Among those targeted were MP David Davis and journalist Julia Hartley-Brewer (for criticizing government modeling), three Tory MPs for joining Parler, Julia Hartley-Brewer for criticizing lockdowns, Julia Hartley-Brewer, Silkie Carlo, Mark Johnson (Big Brother Watch) and Adam Brooks (pub landlord and political commentator, targeted for criticizing vaccine passports),” the report revealed.

The UK government also considered flagging Toby Young posts to Twitter while Peter Hitchens and Daily Mail journalist Ross Clark were targeted for criticizing lockdowns, just as Keir Starmer, Andy Burnham, MP Chris Green were targeted for criticizing tiered regulations and local lockdowns.
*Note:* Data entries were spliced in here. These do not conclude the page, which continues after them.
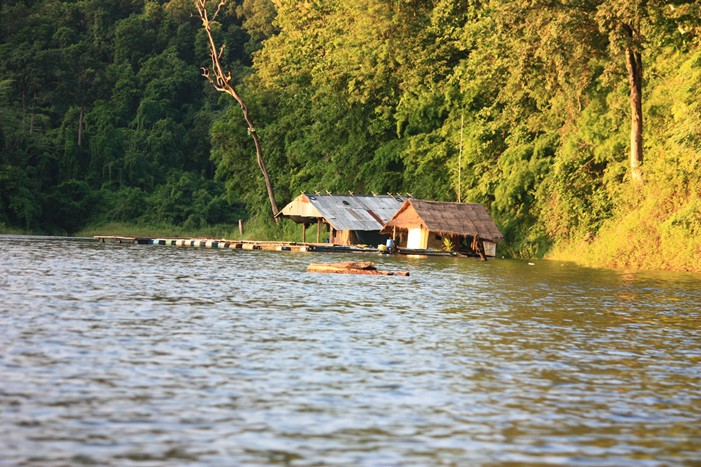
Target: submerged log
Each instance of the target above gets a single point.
(366, 268)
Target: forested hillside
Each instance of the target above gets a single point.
(522, 105)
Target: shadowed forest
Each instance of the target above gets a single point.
(524, 106)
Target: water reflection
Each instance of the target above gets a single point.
(125, 354)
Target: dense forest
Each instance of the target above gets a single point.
(577, 123)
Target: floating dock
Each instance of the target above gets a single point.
(269, 245)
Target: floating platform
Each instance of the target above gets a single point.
(251, 245)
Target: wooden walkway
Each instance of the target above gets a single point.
(237, 244)
(268, 245)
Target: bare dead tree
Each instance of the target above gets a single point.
(222, 81)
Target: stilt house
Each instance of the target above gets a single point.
(436, 225)
(351, 219)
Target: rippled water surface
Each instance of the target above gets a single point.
(154, 355)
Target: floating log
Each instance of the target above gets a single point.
(366, 268)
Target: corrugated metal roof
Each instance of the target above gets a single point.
(345, 212)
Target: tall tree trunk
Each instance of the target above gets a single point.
(634, 64)
(81, 116)
(222, 82)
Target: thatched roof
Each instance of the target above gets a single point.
(445, 219)
(343, 212)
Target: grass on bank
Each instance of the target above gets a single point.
(658, 229)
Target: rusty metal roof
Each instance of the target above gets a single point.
(344, 212)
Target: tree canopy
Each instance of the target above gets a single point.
(104, 113)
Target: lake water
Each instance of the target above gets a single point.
(116, 354)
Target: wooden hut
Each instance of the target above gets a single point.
(351, 219)
(435, 225)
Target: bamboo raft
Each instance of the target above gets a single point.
(269, 245)
(366, 268)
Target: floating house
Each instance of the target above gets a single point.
(435, 225)
(351, 219)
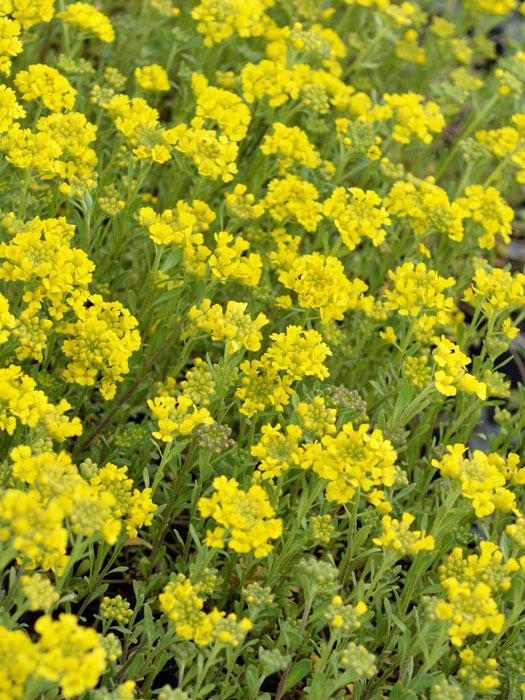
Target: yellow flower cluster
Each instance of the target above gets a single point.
(357, 214)
(219, 19)
(181, 602)
(412, 119)
(470, 609)
(419, 293)
(152, 77)
(483, 478)
(177, 416)
(396, 535)
(22, 403)
(85, 16)
(488, 210)
(276, 451)
(245, 518)
(232, 325)
(497, 289)
(452, 374)
(480, 673)
(292, 198)
(66, 653)
(43, 82)
(299, 353)
(353, 459)
(99, 344)
(427, 207)
(292, 146)
(317, 418)
(102, 504)
(320, 283)
(222, 108)
(228, 262)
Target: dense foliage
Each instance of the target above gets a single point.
(260, 291)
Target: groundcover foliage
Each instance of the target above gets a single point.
(257, 292)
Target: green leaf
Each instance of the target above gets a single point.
(252, 677)
(298, 671)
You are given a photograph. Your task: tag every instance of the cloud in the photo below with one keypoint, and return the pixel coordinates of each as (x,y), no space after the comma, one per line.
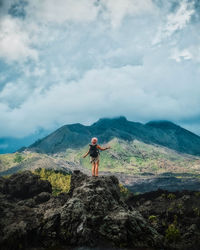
(61,11)
(118,9)
(15,44)
(76,61)
(175,21)
(181,55)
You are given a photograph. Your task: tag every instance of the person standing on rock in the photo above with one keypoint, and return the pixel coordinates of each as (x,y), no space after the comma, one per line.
(94,155)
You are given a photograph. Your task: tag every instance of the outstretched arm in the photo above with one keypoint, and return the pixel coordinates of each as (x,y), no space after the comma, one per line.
(101,148)
(86,154)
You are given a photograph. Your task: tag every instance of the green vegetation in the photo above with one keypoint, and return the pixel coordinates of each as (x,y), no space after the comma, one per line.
(171,197)
(196,211)
(18,158)
(136,158)
(60,181)
(124,191)
(153,219)
(172,233)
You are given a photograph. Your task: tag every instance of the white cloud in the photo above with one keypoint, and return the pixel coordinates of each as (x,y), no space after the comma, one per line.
(178,55)
(60,11)
(118,9)
(15,44)
(96,60)
(175,21)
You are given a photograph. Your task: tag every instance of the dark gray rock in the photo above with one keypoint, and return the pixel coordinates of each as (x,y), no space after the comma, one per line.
(42,197)
(92,214)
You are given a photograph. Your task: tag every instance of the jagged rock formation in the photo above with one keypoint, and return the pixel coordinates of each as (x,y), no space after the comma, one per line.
(93,213)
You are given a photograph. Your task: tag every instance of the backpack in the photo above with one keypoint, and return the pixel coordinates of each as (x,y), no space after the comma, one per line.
(93,151)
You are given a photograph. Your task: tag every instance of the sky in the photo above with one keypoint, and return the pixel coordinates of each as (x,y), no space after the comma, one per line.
(69,61)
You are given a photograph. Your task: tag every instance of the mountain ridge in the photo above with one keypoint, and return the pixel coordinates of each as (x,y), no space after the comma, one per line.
(164,133)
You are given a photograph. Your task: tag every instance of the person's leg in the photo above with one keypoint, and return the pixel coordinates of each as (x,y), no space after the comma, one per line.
(93,168)
(97,168)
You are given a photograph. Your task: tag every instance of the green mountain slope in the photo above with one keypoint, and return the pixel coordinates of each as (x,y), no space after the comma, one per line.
(136,157)
(76,136)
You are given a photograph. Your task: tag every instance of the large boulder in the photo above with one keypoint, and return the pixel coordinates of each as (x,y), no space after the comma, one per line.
(93,213)
(96,213)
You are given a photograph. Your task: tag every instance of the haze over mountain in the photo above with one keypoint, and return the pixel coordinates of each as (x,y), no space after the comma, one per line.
(75,136)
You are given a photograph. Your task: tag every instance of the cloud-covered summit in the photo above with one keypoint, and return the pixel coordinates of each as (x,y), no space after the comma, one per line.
(70,61)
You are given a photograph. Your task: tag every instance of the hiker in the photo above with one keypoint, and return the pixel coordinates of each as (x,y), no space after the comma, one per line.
(94,155)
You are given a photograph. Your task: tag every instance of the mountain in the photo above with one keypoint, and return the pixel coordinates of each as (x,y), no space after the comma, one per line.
(11,144)
(40,212)
(75,136)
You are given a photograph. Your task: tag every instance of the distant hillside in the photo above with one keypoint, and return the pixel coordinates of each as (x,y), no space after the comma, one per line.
(76,136)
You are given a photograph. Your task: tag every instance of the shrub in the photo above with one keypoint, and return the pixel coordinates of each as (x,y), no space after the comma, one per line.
(18,158)
(60,181)
(172,234)
(171,196)
(153,219)
(124,191)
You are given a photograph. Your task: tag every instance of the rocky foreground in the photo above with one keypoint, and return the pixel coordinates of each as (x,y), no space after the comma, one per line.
(94,214)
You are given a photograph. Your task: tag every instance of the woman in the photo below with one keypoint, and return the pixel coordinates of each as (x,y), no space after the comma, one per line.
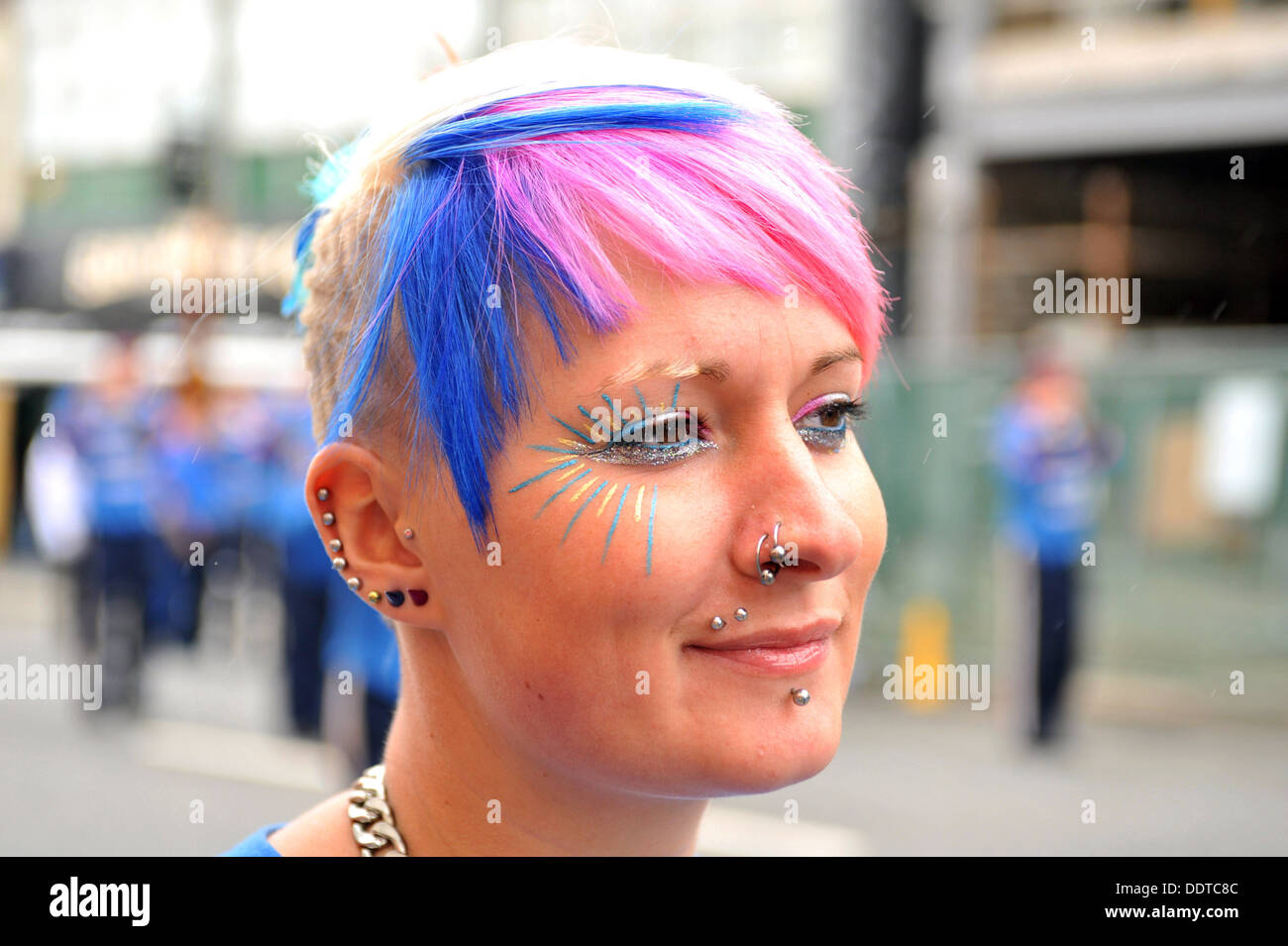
(588,331)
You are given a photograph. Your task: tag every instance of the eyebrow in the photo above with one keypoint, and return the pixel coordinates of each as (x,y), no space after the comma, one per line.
(716,369)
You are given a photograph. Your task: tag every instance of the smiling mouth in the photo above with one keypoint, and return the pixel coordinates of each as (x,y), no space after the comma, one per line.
(771,661)
(773,653)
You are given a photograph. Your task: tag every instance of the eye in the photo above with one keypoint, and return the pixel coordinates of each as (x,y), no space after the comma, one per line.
(824,421)
(655,441)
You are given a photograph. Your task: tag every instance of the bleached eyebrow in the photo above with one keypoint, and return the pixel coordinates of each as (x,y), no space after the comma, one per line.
(713,368)
(677,368)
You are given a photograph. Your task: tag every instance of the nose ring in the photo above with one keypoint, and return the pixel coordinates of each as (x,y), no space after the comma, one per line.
(768,572)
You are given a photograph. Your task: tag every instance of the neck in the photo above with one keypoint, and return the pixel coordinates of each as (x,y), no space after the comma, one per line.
(458,788)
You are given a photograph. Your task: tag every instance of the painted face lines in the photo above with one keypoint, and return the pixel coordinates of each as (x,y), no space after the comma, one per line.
(623,437)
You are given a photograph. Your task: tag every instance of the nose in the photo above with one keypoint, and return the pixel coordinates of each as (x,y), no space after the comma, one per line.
(785,486)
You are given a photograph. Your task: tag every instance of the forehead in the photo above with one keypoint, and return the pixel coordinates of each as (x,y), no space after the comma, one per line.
(760,338)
Starmer is the leader of the Labour Party and Andy Burnham is the Mayor of Manchester.

Pages 19-20 show journalist Julia Hartley-Brewer being targeted for criticizing lockdowns.
Pages 21-24 shows Julia Hartley-Brewer, Silkie Carlo, Mark Johnson (Big Brother Watch), Adam Brooks (pub landlord and political commentator), being targeted for criticizing vaccine passports.
The UK government considered flagging Toby Young tweets to Twitter multiple times. Pages 27-28.
Pages 40-41 show or describe Peter Hitchens and Daily Mail journalist Ross Clark being targeted for criticizing lockdowns.
Pages 43-45 show or describe Keir Starmer, Andy Burnham, MP Chris Green being targeted for criticizing tiered regulations and local lockdowns.

It seems that unlike, say, in the US, where the collusion and surveillance were more general, in the UK, the focus – at least according to evidence now coming to light – was on potential “opinion-makers,” or at least seen as capable of swaying the stance of the general public, that the authorities appear to have desperately wanted to toe its line on Covid.

That’s not to say that “regular” people were off the hook.

Doing the work were a variety of units, some of which got the backing of the 77th Brigade, otherwise involved in “information” warfare. The investigation and the resulting report draws from testimony of a whistleblower from this army outfit, the point of whose revelations is that top generals effectively lied, when they said the British public was not being spied on by its military.

Big Brother writes that the whistleblower “lifts the lid on the ‘sentiment analysis’ the 77th Brigade conducted, looking at how people viewed the government’s handling of the pandemic.”

In addition, the report is based on a number of freedom of information requests.

According to all this, the involvement was pretty extensive: the Counter Disinformation Unit (covering government response from the Department for Digital, Culture Media and Sport, as well as the Rapid Response Unit in the Cabinet Office). And then there’s Foreign Office’s Government Information Cell, and the Research, Intelligence and Communications Unit in the Home Office.

“This is an alarming case of mission creep, where public money and even military power have been misused to monitor academics, journalists, campaigners and members of parliament who criticized the government, particularly during the pandemic,” said Big Brother Watch Director Silkie Carlo.